There are a number of mistakes in determining sample size requirements. Probably the main one is set the minimum detectable difference, and/or the power, simply to get a convenient sample size. The rationale for choice of parameters, especially the minimum detectable difference, should always be made explicit at the start of the study. Changing the parameters for power calculations during the course of an experiment is generally unwise, although it may justified if it is done to correct estimates of the baseline level or the variances. In cluster trials it is important to get the balance right between the number of clusters (to maximise n) and the number of individuals in each cluster (to minimise random variation between clusters). A common misuse is to estimate required sample size without taking into consideration the numbers likely to drop-out from the trial, or not respond in a questionnaire. A, fortunately rare, misuse is to estimate power using different variable(s) from those being used in the study - for example estimating power from absolute population estimates, and then using relative population estimates in the study.

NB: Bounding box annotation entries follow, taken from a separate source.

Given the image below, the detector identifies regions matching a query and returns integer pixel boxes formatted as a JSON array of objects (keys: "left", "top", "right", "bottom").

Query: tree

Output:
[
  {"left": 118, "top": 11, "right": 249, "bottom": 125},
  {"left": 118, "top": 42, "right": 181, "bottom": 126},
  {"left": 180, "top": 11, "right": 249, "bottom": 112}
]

What the statisticians sayBart et al. (1998) gives an excellent introduction for ecologists to sample size requirements and power in Chapter 3. He also explains why it is unwise to carry out post-hoc power calculations. Zar (1996) gives only a very brief introduction to statistical power in Chapter 6. Thrusfield (2005) gives the principles for sample size selection and statistical power in Chapter 14, followed by the formulae for the basic study types in subsequent chapters. Cohen (1988) is the 'standard' text on power analysis and provides a convenient source of formulae and tables. More recent texts include Murphy & Myors (2003) and Bausell & Li (2002).
Schulz & Grimes (2005) provide a up-to-date review of power and sample size in clinical trials. Most of the review is excellent, although their justification of the 'sample samba' is flawed. Wittes (2002) gives a comprehensive review of methods for the choice of sample size and statistical power for randomized controlled trials. This is fairly advanced, but provides a good reference work.
Hoenig & Heisey (2001) and Thomas (1997) tackle the thorny issue of post-hoc power calculations. Goodman & Berlin (1994) provide a fairly readable account on why post-hoc power analysis is inappropriate, and why confidence intervals should be used instead. Assmann et al (2000) and Pocock et al. (2002) both look at the problems of carrying out subgroup analyses in randomised trials when such comparisons commonly lack statistical power. Altman & Bland (1995) provides an excellent summary of the problem of inadequate sample size and consequent lack of power in many clinical trials, together with some good examples.
Gerrodette (1995), Steidl et al. (1997) and Hayes & Steidl (1997) all look at statistical power analysis in wildlife research, and Thomas & Krebs (1997) review available software for statistical power analysis. Jennions & Moller (2003) carry out a survey of statistical power in articles from behavioural journals.
Wikipedia provides sections on statistical power, Type I and Type II errors, sample size, and effect size. NIST/SEMATECH e-Handbook of Statistics give a brief account of interval estimation and hypothesis tests. Hun Myoung Park, the Web Center for Social Research Methods and Jeremy Miles all look at statistical power.